Despite E. coli O157 remaining the dominant serotype implicated in sporadic cases and outbreaks of STEC-associated disease, it has become apparent over the last 10-15 years that a group of additional serotypes of STEC are responsible for a much greater proportion of disease than originally estimated. Australian STEC outbreak data from 2001 to 2009 determined that seven of the 11 outbreaks that occurred during that time were attributable to serotypes other than O157⁶. STEC notifications in Australia between 2001 and 2008 revealed that non-O157 serotypes were substantial contributors to the overall incidence of STEC-associated infections observed in the Australian health system (Figure 3⁷). In the USA, STEC surveillance data analysis determined that the ratio of non-O157 to O157 infections is approaching two to one with 63,000 E. coli O157 and 110,000 non-O157 infections estimated to occur annually⁸. Although the occurrence of serious diseases and death remains more common with E. coli O157 infections than with non-O157, the burden of non-O157 infections on health systems is evident. As surveillance and methods for non-O157 isolation improve we can expect greater implication of non-O157 STEC in outbreaks and sporadic cases of human disease.

Figure 3. E. coli serotype breakdown of STEC notifications in Australia 2003–2010.

In addition to the materialisation of non-O157 STEC serotypes as major human pathogens, 2011 saw the emergence of a novel pathotype of E. coli that was ultimately responsible for the most devastating E. coli outbreak to date. The three month long outbreak was caused by a hybrid E. coli of serotype O104:H4 that harbored virulence traits common to STEC as well as enteroaggregative E. coli. A total of 4321 cases were recorded with 852 cases progressing to haemolytic uraemic syndrome and 50 deaths were reported⁹. Investigation of the outbreak concluded that contaminated fenugreek sprouts was the food vehicle responsible. The novel nature of the E. coli strain involved in this outbreak highlights the complexity associated with producing safe food and the difficulty in preparing for the emergence of novel E. coli pathotype. At the time of the outbreak the O104:H4 strain would not have been detected using conventional testing approaches for O157 and non-O157 STEC.

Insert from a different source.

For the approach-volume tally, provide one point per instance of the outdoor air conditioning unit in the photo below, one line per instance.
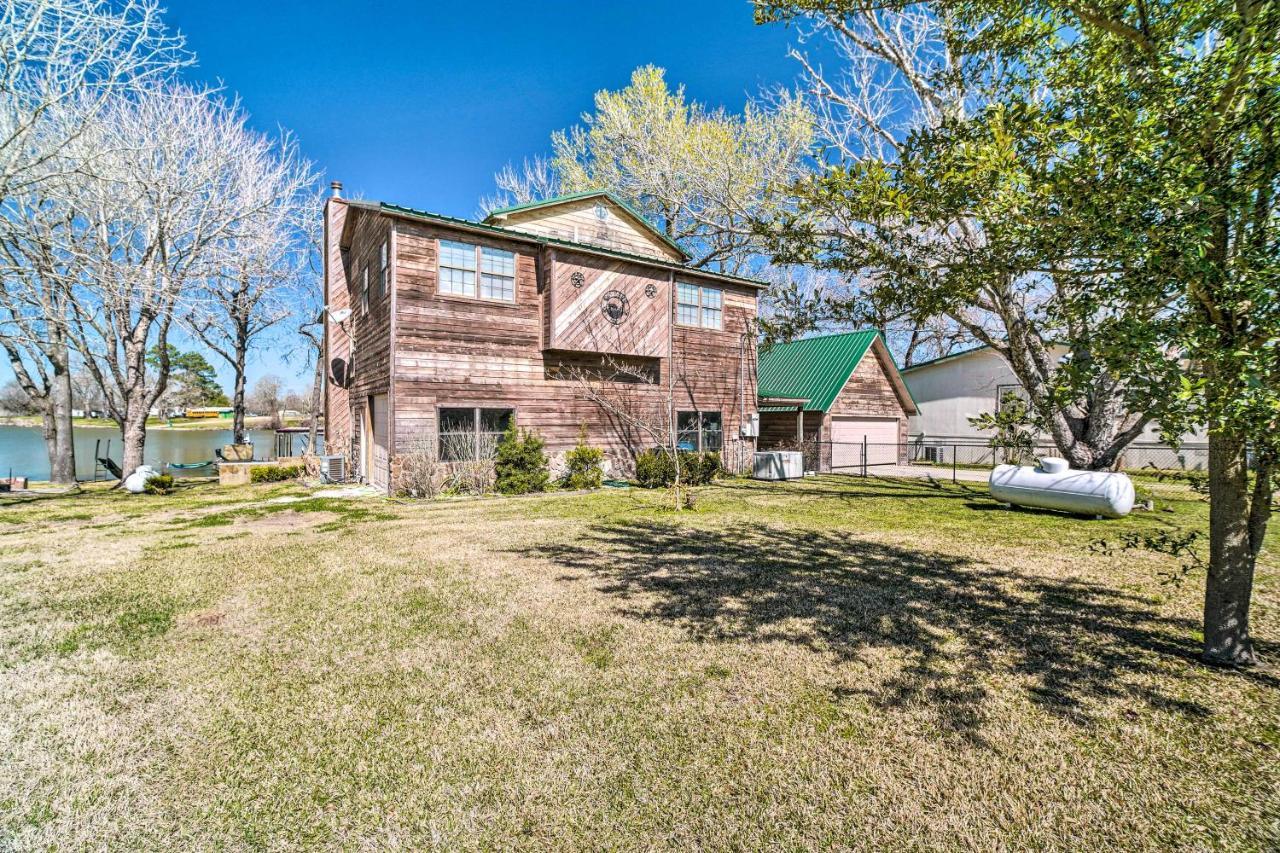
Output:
(778, 465)
(333, 469)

There are generally two ways we can prevent foods contaminated with pathogenic E. coli from entering commerce: put hurdles in place to restrict food becoming contaminated or find ways to identify and treat foods that have become contaminated. Researchers have demonstrated that vaccines and probiotics such as Lactobacillus species can be effective in reducing pathogenic E. coli loads in cattle^10,11, however constraints relating to overall efficacy as well as timing and cost of application have limited their implementation at a commercial level. Consequently, the current focus for preventing STEC-related foodborne illness revolves around implementing practices that reduce the likelihood of releasing contaminated food products into commerce. Examples of practices include: carcase decontamination during cattle slaughter, the use of properly composted manure in agriculture, and mechanical interventions like pasteurisation and irradiation to name a few. At the consumer level, cooking remains the only effective control mechanism, however, it is of little use to foods destined to be consumed raw. Washing of raw fruits and vegetables may be useful in reducing microbial loads but it can be problematic and it will have no effect if the organisms have become internalised during growth¹². Testing product prior to its release into commerce can assist in reducing the likelihood of exposure to consumers. Interestingly, despite a surge in produce-related STEC outbreaks in the last decade there is not a concerted push to use testing as a way to improve the safety of these products. However, as the STEC paradigm shifts, both in terms of the food vehicles involved and the range of E. coli pathotypes involved, incorporation of testing or more substantial control measures may be required.